Caution & Considerations

  • How often will you need to trim your pup's hair? This depends almost entirely on the breed of dog and how fast his coat grows. In most cases, you should at least check his coat once a month, but the reality is that you should trim his hair when it looks like it needs to be done.

  • Always use shears with rounded safety tips.

  • Never use shears with points, as they easily injure your pup if he moves suddenly.

  • Never use thinning shears to remove mats, tangles, or burrs from your pup's coat.

  • Always use sharp shears. 

  • You can use a fine-tooth comb between the shears and your pup's body both as a guide and a safety barrier between his skin and the shears.
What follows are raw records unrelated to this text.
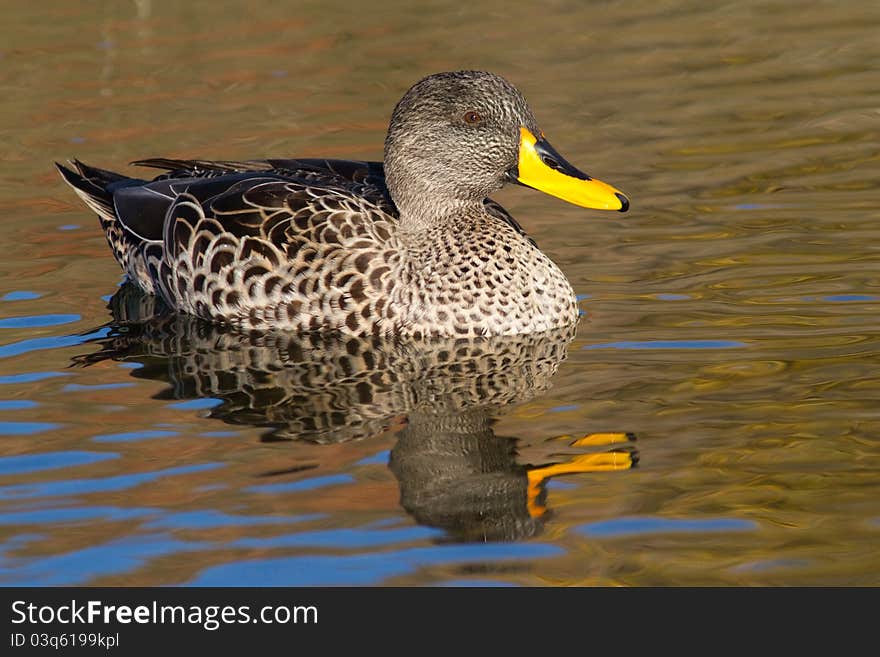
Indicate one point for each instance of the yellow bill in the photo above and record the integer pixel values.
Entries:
(544, 169)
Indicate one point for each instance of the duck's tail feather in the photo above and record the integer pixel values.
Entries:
(92, 186)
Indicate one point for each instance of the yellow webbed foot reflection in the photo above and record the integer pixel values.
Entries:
(615, 459)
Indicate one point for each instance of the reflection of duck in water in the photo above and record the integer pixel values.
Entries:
(454, 472)
(411, 246)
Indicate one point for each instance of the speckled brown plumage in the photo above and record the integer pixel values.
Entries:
(337, 245)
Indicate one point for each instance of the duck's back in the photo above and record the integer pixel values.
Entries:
(289, 244)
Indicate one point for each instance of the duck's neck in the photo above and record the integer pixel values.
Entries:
(426, 214)
(426, 198)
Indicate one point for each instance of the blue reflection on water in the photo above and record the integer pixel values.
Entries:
(133, 436)
(81, 566)
(38, 321)
(196, 404)
(31, 377)
(364, 569)
(343, 538)
(57, 342)
(71, 515)
(49, 460)
(99, 485)
(653, 525)
(17, 404)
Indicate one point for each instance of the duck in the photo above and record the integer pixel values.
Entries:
(412, 246)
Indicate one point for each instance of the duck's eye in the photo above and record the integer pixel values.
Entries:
(472, 117)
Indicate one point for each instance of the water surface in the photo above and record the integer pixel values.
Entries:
(730, 318)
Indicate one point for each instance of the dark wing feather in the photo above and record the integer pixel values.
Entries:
(217, 184)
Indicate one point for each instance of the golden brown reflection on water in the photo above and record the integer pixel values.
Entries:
(731, 315)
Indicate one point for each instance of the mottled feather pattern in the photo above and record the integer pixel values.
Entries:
(317, 246)
(412, 246)
(326, 387)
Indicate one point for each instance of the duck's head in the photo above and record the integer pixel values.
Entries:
(457, 137)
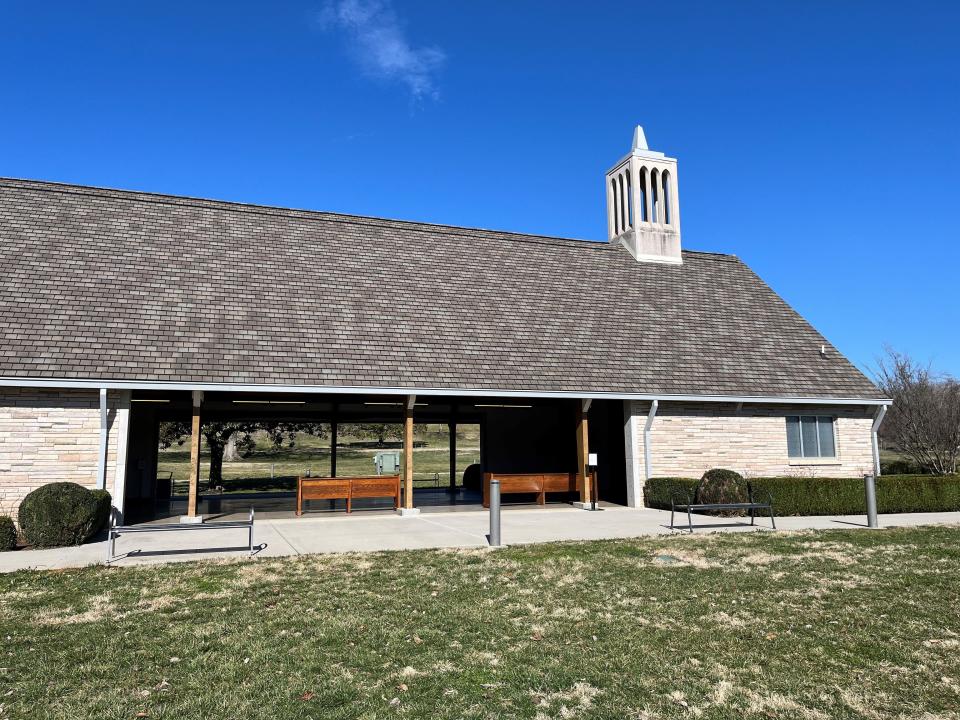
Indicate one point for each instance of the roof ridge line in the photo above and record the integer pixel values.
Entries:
(237, 206)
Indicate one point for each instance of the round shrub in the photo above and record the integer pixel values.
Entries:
(59, 514)
(722, 486)
(8, 534)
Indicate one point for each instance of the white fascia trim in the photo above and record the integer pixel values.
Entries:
(461, 392)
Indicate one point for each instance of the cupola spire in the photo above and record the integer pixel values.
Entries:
(643, 210)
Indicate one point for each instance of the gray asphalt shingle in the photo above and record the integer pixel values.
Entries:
(105, 284)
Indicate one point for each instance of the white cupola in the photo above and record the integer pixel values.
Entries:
(643, 211)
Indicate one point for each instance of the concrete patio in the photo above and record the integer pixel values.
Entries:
(358, 533)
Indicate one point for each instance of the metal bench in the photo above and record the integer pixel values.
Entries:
(117, 530)
(689, 505)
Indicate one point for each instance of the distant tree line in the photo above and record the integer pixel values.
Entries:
(924, 421)
(238, 437)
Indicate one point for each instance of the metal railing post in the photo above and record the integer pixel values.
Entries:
(495, 513)
(870, 489)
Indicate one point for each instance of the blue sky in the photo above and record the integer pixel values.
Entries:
(819, 141)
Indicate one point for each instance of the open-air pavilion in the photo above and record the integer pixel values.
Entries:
(517, 436)
(130, 308)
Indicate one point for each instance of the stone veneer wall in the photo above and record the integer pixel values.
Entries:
(687, 439)
(53, 435)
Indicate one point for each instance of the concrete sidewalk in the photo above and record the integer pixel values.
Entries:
(357, 533)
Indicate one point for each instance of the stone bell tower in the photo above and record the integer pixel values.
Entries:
(643, 211)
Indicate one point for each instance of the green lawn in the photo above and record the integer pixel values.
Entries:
(839, 624)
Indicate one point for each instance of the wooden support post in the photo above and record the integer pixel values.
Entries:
(194, 455)
(333, 449)
(583, 449)
(452, 429)
(408, 452)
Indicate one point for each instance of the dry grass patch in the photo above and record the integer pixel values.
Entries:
(840, 624)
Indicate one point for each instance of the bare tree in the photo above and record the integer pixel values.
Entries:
(924, 421)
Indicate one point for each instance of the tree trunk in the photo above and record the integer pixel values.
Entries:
(230, 451)
(216, 461)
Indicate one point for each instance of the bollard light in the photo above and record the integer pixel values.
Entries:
(494, 513)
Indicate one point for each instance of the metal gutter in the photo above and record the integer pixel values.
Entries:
(102, 454)
(874, 429)
(647, 460)
(386, 390)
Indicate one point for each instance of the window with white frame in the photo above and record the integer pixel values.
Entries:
(810, 436)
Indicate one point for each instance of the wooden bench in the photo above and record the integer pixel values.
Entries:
(348, 489)
(534, 483)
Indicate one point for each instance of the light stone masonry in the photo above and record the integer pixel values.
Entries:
(687, 439)
(53, 436)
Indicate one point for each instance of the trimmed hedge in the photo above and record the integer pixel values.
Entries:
(8, 533)
(61, 514)
(833, 496)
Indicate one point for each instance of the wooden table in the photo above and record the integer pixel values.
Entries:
(314, 488)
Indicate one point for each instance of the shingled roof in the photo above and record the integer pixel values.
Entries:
(127, 286)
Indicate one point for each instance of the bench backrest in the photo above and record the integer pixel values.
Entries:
(722, 489)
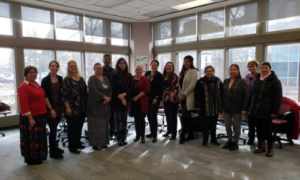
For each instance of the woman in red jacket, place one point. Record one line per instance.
(139, 105)
(32, 121)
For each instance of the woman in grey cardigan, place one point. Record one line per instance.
(235, 101)
(98, 108)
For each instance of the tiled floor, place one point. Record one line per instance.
(162, 160)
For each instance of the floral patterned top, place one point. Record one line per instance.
(75, 93)
(170, 86)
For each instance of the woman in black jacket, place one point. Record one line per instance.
(122, 85)
(266, 96)
(155, 79)
(235, 102)
(52, 86)
(208, 100)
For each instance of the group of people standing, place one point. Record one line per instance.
(111, 93)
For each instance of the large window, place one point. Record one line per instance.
(90, 60)
(163, 59)
(7, 78)
(283, 24)
(214, 58)
(5, 20)
(211, 25)
(163, 33)
(240, 56)
(94, 31)
(181, 56)
(68, 27)
(187, 30)
(36, 23)
(63, 57)
(119, 34)
(115, 58)
(39, 59)
(242, 19)
(284, 60)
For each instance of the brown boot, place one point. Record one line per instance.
(262, 147)
(270, 152)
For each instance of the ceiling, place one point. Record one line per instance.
(132, 10)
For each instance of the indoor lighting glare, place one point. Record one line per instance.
(192, 4)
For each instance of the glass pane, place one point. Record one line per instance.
(36, 15)
(37, 30)
(7, 78)
(4, 10)
(90, 60)
(115, 58)
(242, 30)
(283, 24)
(67, 21)
(285, 63)
(212, 25)
(240, 56)
(181, 56)
(119, 42)
(163, 59)
(116, 30)
(63, 57)
(186, 39)
(39, 59)
(6, 26)
(68, 34)
(214, 58)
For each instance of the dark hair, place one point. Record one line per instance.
(154, 60)
(238, 68)
(209, 67)
(106, 55)
(27, 69)
(53, 62)
(189, 57)
(266, 64)
(171, 74)
(118, 70)
(96, 65)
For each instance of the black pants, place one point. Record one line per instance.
(152, 117)
(171, 116)
(112, 122)
(121, 117)
(53, 123)
(75, 124)
(251, 126)
(186, 119)
(264, 129)
(209, 126)
(139, 123)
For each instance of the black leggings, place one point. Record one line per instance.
(264, 129)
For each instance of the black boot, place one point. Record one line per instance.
(54, 153)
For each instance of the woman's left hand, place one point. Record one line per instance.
(244, 113)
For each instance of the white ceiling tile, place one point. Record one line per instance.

  • Give your pup plenty of time to get used to both clippers and shears before starting to work, this can help to reduce your pup's anxiety, making things go a little bit easier.

  • Slow and steady wins the race--trying to cut too quickly can result in the hair becoming trapped in the shears and being painfully ripped out.

  • Take your time, relax, and make the entire experience fun for both of you. Not only will this help keep your pup calm, it will also result in a much better job.

Conclusion

Why on earth would you want to pay the high price of taking your pup to a professional groomer when with a little practice you can do the same job and pocket all the money you have been shelling out each month? Just remember to be calm and patient, your dog will take his cues from you, making it much easier to get the job done.